I call sour grapes on this one. We would have LOVED to have smart technology as kids. But we didn't have it, so we poo-poo the kids of today as if our childhoods were so much better.  And we conveniently gloss over the VCR, Atari, Nintendo, Sega, television, etc...you know...all those things we chose to do instead of play outside every waking moment.

Let's see. What else? Aha. "Our music was better than your music" memes.



I love Queen. I love Queen Bey. No need for conflict between the two. And seriously, the generation that swooned to Milli Vanilli and New Kids on the Block has little room to talk about the music of today. And it didn't take a genius to write the following:

It's gonna take time
A whole lot of precious time
It's gonna take patience and time, ummm
To do it, to do it, to do it, to do it, to do it,
To do it right child

I got my mind set on you
I got my mind set on you
I got my mind set on you
I got my mind set on you

And then there are the "Hey, we survived!" essays that get shared with a resounding, "Hell yeah! Kids today are pampered babies who aren't allowed to live!"  In this case, nostalgia is dangerously ignorant of history. Here's an excerpt of one popular share:

To all the kids who survived the 40's, 50's, 60's and 70's !!

First, we survived being born to mothers who smoked and/or drank while they carried us.
They took aspirin, ate blue cheese dressing, tuna from a can, and didn't get tested for diabetes.
Then after that trauma, our baby cribs were covered with bright colored lead-based paints.
We had no childproof lids on medicine bottles, doors or cabinets and when we rode our bikes, we had no helmets, not to mention, the risks we took hitchhiking. 
As children, we would ride in cars with no seat belts or air bags.
Riding in the back of a pick up on a warm day was always a special treat.
We drank water from the garden hose and NOT from a bottle.
We shared one soft drink with four friends, from one bottle and NO ONE actually died from this.

Ah, the good old days of lead poisoning, accidental drug overdose, traumatic brain injury, and forceful ejection from moving vehicles.

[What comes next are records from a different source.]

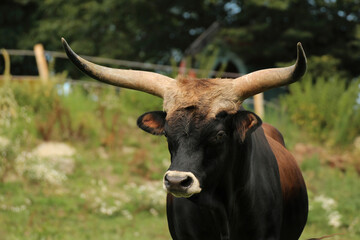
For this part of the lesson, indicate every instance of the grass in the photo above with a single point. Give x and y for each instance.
(114, 191)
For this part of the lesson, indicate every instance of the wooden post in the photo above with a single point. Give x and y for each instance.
(41, 62)
(259, 104)
(7, 75)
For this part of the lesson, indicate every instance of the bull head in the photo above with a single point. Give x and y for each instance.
(201, 117)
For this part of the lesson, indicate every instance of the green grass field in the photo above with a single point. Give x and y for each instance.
(110, 187)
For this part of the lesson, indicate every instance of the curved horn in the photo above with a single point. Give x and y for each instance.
(262, 80)
(152, 83)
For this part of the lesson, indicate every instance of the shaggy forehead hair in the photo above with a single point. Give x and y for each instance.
(206, 96)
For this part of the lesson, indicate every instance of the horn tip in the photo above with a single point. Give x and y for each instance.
(64, 41)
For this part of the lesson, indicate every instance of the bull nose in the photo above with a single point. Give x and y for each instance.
(178, 182)
(181, 184)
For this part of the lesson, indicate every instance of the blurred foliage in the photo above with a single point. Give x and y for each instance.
(265, 32)
(261, 32)
(324, 104)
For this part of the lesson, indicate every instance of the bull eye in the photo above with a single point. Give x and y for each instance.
(220, 136)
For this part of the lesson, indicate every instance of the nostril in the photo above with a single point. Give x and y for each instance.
(166, 180)
(187, 182)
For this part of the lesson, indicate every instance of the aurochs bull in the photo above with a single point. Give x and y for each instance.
(230, 176)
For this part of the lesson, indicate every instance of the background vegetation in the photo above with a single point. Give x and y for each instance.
(73, 164)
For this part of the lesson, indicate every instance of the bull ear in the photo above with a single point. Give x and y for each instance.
(152, 122)
(245, 123)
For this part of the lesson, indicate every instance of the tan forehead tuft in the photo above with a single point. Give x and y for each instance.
(209, 96)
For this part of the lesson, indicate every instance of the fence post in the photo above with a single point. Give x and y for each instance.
(259, 104)
(41, 62)
(7, 75)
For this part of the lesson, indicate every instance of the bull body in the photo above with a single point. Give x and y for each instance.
(229, 177)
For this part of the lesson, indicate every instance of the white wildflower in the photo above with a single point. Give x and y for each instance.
(334, 219)
(127, 214)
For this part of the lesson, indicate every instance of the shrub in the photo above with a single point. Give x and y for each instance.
(326, 108)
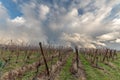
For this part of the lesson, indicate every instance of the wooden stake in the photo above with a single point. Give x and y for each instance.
(48, 73)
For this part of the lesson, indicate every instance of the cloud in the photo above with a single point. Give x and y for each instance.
(109, 36)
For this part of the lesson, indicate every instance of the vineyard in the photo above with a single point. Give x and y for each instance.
(58, 63)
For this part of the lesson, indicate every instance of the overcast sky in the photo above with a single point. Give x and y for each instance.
(86, 23)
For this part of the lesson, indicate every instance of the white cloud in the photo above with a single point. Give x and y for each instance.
(43, 11)
(109, 36)
(18, 20)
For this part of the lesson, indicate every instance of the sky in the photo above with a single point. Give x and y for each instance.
(85, 23)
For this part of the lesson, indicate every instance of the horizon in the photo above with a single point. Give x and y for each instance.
(89, 24)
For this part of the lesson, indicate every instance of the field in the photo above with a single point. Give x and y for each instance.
(58, 63)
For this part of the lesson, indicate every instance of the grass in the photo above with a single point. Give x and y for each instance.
(97, 74)
(65, 73)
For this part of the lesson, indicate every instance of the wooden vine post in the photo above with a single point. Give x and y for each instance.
(77, 56)
(48, 73)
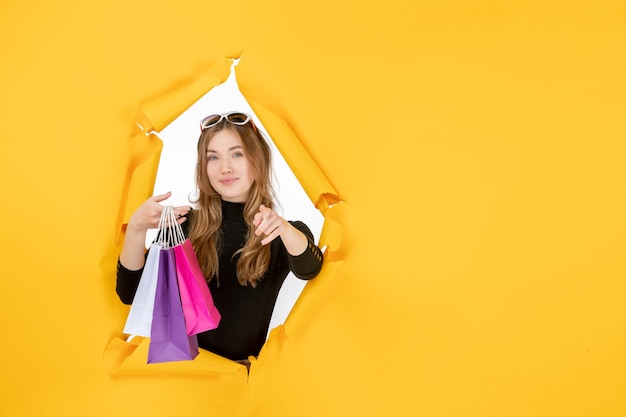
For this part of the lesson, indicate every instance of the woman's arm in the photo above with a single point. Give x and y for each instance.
(305, 257)
(270, 224)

Makes me want to snuggle a Cabbage Patch doll and watch Rainbow Bright. Squeeeeee! Death! 80s!

The thing about saying, "Well, we all survived," is that all the dead kids aren't around to say they didn't. Because they didn't.

Do I think some warnings and regulations go overboard? Sure. Am I pining for the days when kids felt jumping into the car of a potential human trafficker was a perfectly appropriate activity. Yeah, no. Not my idea of nostalgic bliss.

There are sociological studies that say every aging generation thinks the younger one is worse/stupid/responsible for the complete downfall of society (a society they think is worse than the one they remember...). I could link to those, but I'm lazy (maybe because I wasn't raised in the 60s?).

It's a thing a lot of humans do, but a lot of humans do a lot of dumb things, so maybe we can lay off the kids a bit. They're okay, really, even when they're acting like morons.

At least when they become adults they'll have no memory of it.